When your debts weigh you down, it can be tempting to withdraw money from your RRSP to reimburse what you owe. Do you know what the consequences could be? Here are five examples:
Even if you have a good sum set aside for your retirement, you won’t be able to benefit from it in its entirety to pay off your debts. In reality, upon disbursement, the financial institution will deduct tax in the range of 21% to 31%. For a withdrawal of less than $5,000, the deductions are 21%. They are 26% for a withdrawal between $5,000 and $15,000 and 31% for a withdrawal of more than $15,000.
Therefore, by withdrawing $5,000 and aftertaking into account the deduction, you will only be left with a sum of $3,700 to reimburse your debts. On top of that, depending on the type of investment, your financial institution could charge fees for withdrawing funds.
If your taxable income is close to the upper limit of the tax bracket, any amount withdrawn from your RRSP could move you into the next bracket. For example, someone who earns $35,000 per year and withdraws $10,000 from his or her RRSP would move to the second bracket of taxable income that ranges from $41,935 to $83,865. It would be taxed at 20% instead of 16%.
When you disburse money from your RRSP, the contribution room that you were building will be lost forever. Once you regain your financial stability, you won’t be able to put that money back into your RRSP.

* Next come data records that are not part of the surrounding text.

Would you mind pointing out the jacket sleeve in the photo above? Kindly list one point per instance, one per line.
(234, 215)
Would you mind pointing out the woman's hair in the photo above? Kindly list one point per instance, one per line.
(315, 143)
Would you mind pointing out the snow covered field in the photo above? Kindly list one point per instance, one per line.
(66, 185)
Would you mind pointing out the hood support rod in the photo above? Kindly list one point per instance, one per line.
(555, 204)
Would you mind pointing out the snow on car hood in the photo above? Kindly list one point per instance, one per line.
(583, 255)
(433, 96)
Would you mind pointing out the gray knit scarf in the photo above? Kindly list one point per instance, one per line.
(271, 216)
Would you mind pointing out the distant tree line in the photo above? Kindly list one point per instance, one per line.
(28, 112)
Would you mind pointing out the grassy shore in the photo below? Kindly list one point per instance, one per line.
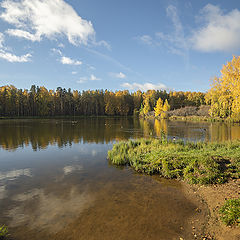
(197, 163)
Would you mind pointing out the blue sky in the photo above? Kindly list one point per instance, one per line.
(92, 44)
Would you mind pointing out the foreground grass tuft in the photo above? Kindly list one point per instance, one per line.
(230, 212)
(197, 163)
(3, 232)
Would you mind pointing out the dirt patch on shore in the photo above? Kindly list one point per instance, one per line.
(214, 196)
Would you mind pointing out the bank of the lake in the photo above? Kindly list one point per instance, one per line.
(212, 169)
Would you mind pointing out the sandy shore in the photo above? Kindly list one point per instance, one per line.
(214, 197)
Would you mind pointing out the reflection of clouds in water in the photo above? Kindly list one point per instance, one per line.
(12, 175)
(94, 153)
(2, 192)
(51, 212)
(75, 157)
(69, 169)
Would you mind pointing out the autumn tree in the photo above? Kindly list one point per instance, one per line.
(159, 107)
(224, 95)
(146, 106)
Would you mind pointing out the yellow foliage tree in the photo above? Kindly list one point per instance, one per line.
(159, 107)
(224, 95)
(146, 106)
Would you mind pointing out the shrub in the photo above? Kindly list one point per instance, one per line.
(230, 212)
(3, 232)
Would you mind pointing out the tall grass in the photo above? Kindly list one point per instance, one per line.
(197, 163)
(230, 212)
(3, 232)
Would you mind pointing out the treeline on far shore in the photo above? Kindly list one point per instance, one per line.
(39, 101)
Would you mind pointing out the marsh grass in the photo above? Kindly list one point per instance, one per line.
(230, 212)
(197, 163)
(3, 232)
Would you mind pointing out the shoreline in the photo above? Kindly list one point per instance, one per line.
(209, 172)
(214, 197)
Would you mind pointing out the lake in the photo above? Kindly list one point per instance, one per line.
(56, 182)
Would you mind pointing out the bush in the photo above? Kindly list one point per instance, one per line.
(197, 163)
(3, 232)
(230, 212)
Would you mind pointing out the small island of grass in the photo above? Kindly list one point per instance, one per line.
(197, 163)
(201, 163)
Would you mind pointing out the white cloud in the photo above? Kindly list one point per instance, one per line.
(1, 39)
(23, 34)
(104, 44)
(221, 32)
(144, 87)
(69, 61)
(91, 78)
(94, 78)
(82, 80)
(61, 45)
(10, 57)
(118, 75)
(35, 19)
(13, 58)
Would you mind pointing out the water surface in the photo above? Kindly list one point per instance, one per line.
(56, 182)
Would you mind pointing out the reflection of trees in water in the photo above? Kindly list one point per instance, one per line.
(42, 133)
(160, 126)
(224, 132)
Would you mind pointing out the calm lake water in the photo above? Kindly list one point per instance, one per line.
(56, 182)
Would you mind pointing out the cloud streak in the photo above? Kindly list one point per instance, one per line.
(35, 19)
(145, 86)
(10, 57)
(69, 61)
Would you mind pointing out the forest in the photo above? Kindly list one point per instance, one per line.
(39, 101)
(223, 98)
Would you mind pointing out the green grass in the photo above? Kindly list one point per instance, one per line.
(3, 232)
(197, 163)
(230, 212)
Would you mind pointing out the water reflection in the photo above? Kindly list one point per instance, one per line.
(55, 181)
(39, 134)
(40, 210)
(12, 175)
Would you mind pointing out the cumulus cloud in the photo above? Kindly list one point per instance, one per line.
(13, 58)
(69, 61)
(144, 87)
(35, 19)
(118, 75)
(220, 32)
(10, 57)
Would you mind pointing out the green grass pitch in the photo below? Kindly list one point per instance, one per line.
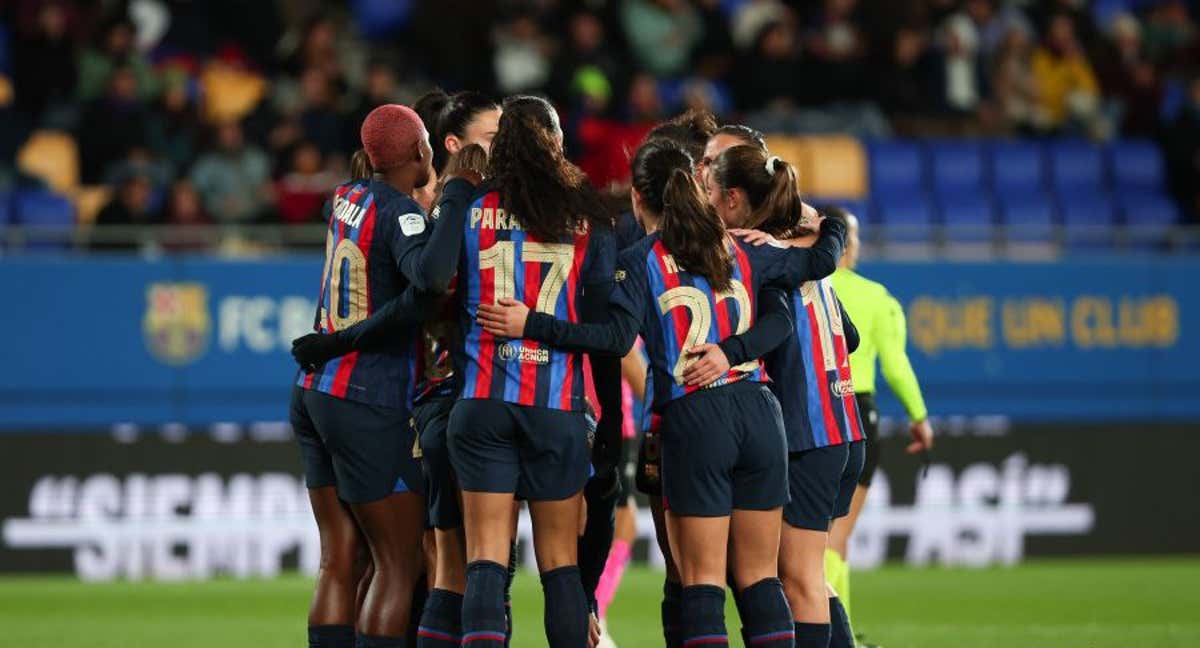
(1080, 603)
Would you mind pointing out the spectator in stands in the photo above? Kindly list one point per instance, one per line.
(130, 207)
(304, 189)
(187, 217)
(112, 125)
(1182, 149)
(114, 52)
(174, 126)
(1014, 87)
(45, 69)
(522, 55)
(1129, 78)
(1067, 89)
(661, 34)
(319, 118)
(234, 178)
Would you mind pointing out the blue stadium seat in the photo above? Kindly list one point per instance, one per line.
(1027, 219)
(906, 221)
(895, 169)
(1017, 167)
(1137, 166)
(1149, 217)
(49, 216)
(1075, 165)
(1089, 221)
(967, 219)
(957, 168)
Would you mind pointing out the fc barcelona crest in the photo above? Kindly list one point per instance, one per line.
(177, 323)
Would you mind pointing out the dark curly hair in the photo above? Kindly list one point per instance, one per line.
(550, 196)
(691, 231)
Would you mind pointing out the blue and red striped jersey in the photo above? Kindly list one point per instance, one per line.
(679, 310)
(811, 372)
(371, 228)
(501, 259)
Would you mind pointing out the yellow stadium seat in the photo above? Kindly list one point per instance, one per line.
(89, 199)
(833, 167)
(52, 156)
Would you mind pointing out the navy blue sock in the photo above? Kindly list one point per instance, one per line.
(441, 625)
(483, 609)
(371, 641)
(672, 598)
(330, 636)
(702, 610)
(841, 635)
(765, 615)
(811, 635)
(567, 607)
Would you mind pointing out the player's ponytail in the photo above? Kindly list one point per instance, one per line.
(547, 195)
(771, 185)
(690, 229)
(360, 166)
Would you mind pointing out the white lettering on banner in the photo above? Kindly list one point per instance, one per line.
(262, 324)
(171, 527)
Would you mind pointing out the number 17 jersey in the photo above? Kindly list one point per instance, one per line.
(503, 261)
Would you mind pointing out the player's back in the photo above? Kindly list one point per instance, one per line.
(370, 225)
(811, 372)
(501, 259)
(684, 310)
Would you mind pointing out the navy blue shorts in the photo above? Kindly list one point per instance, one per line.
(431, 419)
(851, 478)
(366, 451)
(724, 449)
(535, 453)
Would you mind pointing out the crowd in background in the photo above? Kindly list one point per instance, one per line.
(247, 112)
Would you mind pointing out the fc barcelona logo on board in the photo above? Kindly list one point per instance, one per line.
(177, 323)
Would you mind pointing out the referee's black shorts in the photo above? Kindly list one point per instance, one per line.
(870, 417)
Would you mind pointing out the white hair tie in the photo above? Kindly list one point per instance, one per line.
(771, 165)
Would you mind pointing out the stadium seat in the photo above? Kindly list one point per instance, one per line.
(1149, 219)
(49, 217)
(967, 219)
(1075, 166)
(833, 167)
(1029, 219)
(1017, 167)
(1137, 166)
(1089, 222)
(906, 221)
(52, 156)
(895, 169)
(957, 169)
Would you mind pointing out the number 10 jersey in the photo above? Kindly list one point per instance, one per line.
(503, 261)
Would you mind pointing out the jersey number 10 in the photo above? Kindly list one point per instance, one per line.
(501, 258)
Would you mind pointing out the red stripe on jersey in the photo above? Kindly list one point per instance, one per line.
(671, 280)
(528, 388)
(486, 295)
(822, 376)
(573, 288)
(366, 233)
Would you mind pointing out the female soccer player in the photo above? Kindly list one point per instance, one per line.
(351, 414)
(813, 382)
(724, 468)
(535, 234)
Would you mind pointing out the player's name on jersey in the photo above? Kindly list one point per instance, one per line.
(348, 213)
(492, 219)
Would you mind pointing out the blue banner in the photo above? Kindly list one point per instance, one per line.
(202, 341)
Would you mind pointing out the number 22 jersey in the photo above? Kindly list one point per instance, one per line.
(562, 279)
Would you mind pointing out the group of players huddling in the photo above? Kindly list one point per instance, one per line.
(474, 307)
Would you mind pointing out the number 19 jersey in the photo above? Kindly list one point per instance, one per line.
(503, 261)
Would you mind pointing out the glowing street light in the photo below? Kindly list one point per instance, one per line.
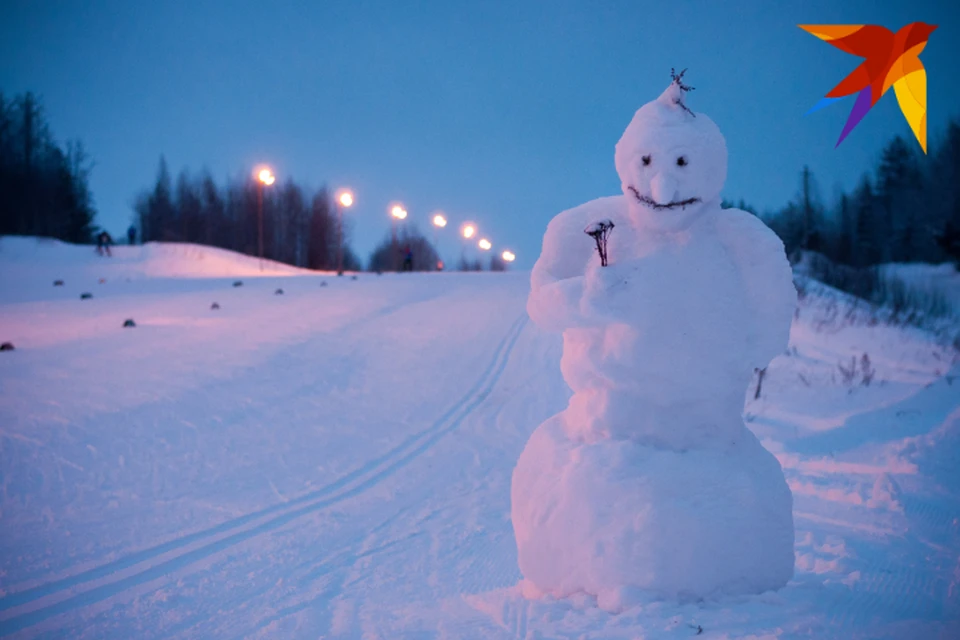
(439, 222)
(397, 212)
(265, 178)
(344, 201)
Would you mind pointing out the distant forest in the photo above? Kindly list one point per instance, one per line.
(299, 226)
(43, 186)
(906, 210)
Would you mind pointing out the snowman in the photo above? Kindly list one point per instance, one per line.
(648, 484)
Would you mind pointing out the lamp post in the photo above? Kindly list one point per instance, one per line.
(467, 231)
(344, 201)
(265, 178)
(397, 212)
(439, 222)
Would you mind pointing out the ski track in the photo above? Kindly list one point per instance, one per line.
(262, 521)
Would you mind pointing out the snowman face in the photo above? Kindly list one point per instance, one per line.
(670, 165)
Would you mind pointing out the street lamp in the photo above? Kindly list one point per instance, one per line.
(344, 201)
(397, 212)
(439, 222)
(265, 178)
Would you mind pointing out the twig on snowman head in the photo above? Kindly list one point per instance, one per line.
(599, 231)
(678, 80)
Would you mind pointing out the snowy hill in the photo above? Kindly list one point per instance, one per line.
(336, 461)
(29, 263)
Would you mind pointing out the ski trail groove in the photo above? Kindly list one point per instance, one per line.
(264, 520)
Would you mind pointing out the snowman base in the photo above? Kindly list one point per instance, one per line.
(624, 521)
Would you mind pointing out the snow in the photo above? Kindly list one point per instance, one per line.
(649, 482)
(336, 462)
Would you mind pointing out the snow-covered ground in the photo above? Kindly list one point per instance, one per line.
(336, 461)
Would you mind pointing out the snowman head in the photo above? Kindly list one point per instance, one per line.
(671, 162)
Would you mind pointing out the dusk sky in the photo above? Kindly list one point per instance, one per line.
(503, 113)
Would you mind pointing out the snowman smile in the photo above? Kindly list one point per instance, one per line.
(657, 206)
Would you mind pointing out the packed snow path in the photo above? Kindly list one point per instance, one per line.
(335, 461)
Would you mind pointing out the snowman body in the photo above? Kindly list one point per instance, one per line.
(649, 479)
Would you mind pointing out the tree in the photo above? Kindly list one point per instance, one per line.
(299, 228)
(43, 187)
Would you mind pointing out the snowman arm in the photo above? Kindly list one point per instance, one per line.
(556, 283)
(759, 257)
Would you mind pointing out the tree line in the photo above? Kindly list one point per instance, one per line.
(300, 226)
(906, 210)
(43, 186)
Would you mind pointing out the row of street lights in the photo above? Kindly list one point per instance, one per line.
(344, 200)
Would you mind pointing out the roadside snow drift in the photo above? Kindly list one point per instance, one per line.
(336, 462)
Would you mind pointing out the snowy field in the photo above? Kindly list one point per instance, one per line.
(336, 461)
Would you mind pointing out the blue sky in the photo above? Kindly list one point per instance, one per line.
(504, 113)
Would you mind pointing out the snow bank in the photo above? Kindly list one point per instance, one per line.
(30, 265)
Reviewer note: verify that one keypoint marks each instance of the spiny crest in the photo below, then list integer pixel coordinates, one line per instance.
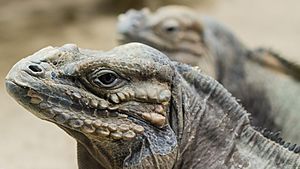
(275, 136)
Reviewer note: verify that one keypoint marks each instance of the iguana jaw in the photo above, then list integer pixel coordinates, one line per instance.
(67, 105)
(114, 124)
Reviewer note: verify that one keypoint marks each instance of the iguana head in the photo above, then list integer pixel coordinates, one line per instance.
(115, 103)
(174, 30)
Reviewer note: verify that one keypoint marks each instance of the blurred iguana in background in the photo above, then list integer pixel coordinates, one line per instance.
(266, 84)
(131, 107)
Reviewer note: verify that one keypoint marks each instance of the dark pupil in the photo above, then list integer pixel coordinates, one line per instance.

RRSPs are an investment that is meant to plan for a time in your life when it will be difficult, if not impossible, to work. For those who were fortunate enough to have contributed to an employer-sponsored pension plan for a significant part of their lives, the RRSP will serve as some extra money at the end of the month or a way to spoil themselves.
For others, especially those who are self-employed, it will be their only income source aside from the government pension plan. In discounting the importance of these savings, you might jeopardize your comfort during retirement or even your financial security at an age where unexpected health-related expenses, for example, may arise.
By withdrawing your RRSPs before you have retired, you also deprive yourself of the opportunity to grow your money over the long term with compound interest. For example, $7,000 that sits in an RRSP for 30 years with an annual rate of5% will result in earnings of $24,274 for a total of $31,274. Should you really deny your future elderly self that money?
In the vast majority of cases, withdrawing RRSPs to pay off debts is a bad idea. It’s better to look into the other options available to you.
First of all, you can tap into other savings that you may have such as a TFSA. You could also sell a few assets (your second car, your cottage) in order to pay off the debts that have the highest interest rates. Re-mortgaging your home or asking to consolidate your debts to get a lower interest rate than those offered by credit card companies and personal loans are also possible solutions.
Before you make a decision, it’s always better to meet with a financial advisor who can help you identify the best possible solution for your particular situation. They could also suggest tools to help youbetter manage your finances and strategies to avoid going into debt in the future.